Curieusement, cette idée ne déplut pas à Marc.

— Comment faudrait-il qu’elle soit ?

— Il n’y a pas de règles, ne rêve pas. On en parlera quand tu m’en apporteras une. À part ça, je ne vois pas pourquoi tu t’énerves comme ça, ce matin. Ça fait un quart d’heure que tu racontes ta vie, personne ne sait pourquoi.

— Je te l’ai dit. Je n’ai pas l’intention de partir avec Louis.

— Tu ne trouves pas que le boulot vaut le coup ?

— Mais si, Marthe, bon Dieu ! Et puis ce boulot, je l’ai déjà fait une fois.

— Ludwig a dit que tu t’en étais bien tiré.

— Je n’étais pas seul. Et puis ce n’est pas la question. Je suis cerné d’ex-flics pourris ou de faux juges et je ne veux pas qu’on me tire par un anneau dans le nez, j’ai fait ça toute la semaine, c’est assez.

— Décidément, quand tu ne pense qu’à toi, tu ne comprends rien aux autres.

— Je sais. C’est un problème.

— Montre voir ton nez ?

Sans réfléchir, Marc tendit son visage vers Marthe.

— Il n’y a pas la place pour un anneau là-dedans, c’est trop mince. Crois-moi, je m’y connais en hommes. Et puis, t’avoir tout le temps dans les jambes, ça ne doit pas être un cadeau.

— Ah, tu vois.

— Et personne ne te demande d’accompagner Ludwig.

— Tout comme. Il m’appâte avec une merde de chien, assez efficace, subtil, et puis il me tire jusqu’en Bretagne parce qu’il sait que je ne peux pas abandonner un truc commencé.
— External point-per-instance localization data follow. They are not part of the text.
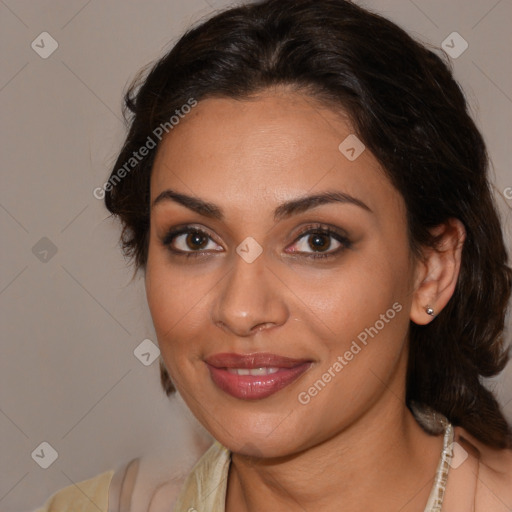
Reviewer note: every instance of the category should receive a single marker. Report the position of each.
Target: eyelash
(317, 229)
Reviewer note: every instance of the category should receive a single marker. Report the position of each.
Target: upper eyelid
(306, 230)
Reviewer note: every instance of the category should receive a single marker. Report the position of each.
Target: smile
(254, 376)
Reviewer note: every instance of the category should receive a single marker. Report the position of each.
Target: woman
(307, 197)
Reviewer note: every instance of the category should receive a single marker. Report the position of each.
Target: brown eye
(189, 241)
(315, 242)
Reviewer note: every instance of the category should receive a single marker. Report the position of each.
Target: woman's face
(277, 332)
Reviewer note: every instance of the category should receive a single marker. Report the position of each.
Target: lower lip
(252, 387)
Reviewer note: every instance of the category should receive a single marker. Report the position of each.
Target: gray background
(70, 324)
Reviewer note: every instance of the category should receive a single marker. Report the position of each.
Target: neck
(384, 461)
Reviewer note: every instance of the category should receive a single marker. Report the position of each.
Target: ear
(436, 273)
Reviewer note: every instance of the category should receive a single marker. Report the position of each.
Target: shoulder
(487, 473)
(87, 496)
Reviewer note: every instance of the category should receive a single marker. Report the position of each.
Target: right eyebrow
(283, 211)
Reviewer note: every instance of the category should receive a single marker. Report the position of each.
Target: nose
(249, 299)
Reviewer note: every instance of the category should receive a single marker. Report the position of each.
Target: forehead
(274, 146)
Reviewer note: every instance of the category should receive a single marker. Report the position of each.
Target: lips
(254, 376)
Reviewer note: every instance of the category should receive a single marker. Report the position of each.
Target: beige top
(470, 477)
(205, 487)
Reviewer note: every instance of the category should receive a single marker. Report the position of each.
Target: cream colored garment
(203, 488)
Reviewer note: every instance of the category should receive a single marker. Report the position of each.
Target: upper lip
(255, 360)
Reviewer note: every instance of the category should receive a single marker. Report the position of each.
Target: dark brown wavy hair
(409, 111)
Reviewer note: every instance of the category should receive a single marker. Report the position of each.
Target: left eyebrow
(283, 211)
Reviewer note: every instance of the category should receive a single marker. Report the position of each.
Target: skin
(355, 442)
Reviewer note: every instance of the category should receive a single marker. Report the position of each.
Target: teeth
(256, 372)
C’est comme une bouteille de bière, tu l’ouvres, t’es foutu, faut que tu la termines.

— C’est pas de la bière, c’est un crime.

— Je me comprends.

— Ludwig est parti hier. Et parti sans toi, Vandoosler le Jeune. Il t’a laissé à tes études, très respectueusement.
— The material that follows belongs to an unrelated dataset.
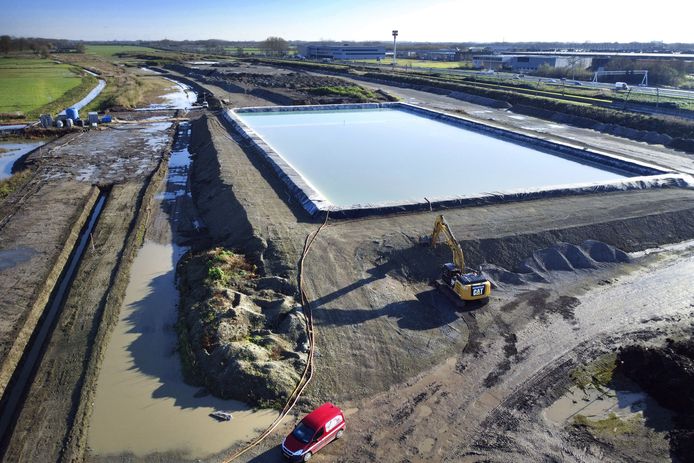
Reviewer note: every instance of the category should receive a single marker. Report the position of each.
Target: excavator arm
(442, 226)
Marthe le regardait en souriant et Marc resta muet. Il avait chaud, il avait trop parlé. Au premier janvier, il prendrait des résolutions. Il demanda calmement si ce n’était pas l’heure du café, par hasard ?

Ils se firent leur petit café routinier sans un mot. Ensuite, Marthe demanda de l’aide pour son mots croisés. Exceptionnellement, parce qu’il se sentait en léger état de faiblesse, Marc accepta de déroger au travail. Ils s’installèrent tous les deux sur le lit replié en canapé, Marc se cala un coussin dans le dos et en fourra un derrière le dos de Marthe, se leva pour chercher une gomme, on ne peut pas faire un mots croisés sans gomme, renouvela la manœuvre des coussins, ôta ses bottes et réfléchit à la définition du 6 horizontal en dix lettres : « forme d’art ».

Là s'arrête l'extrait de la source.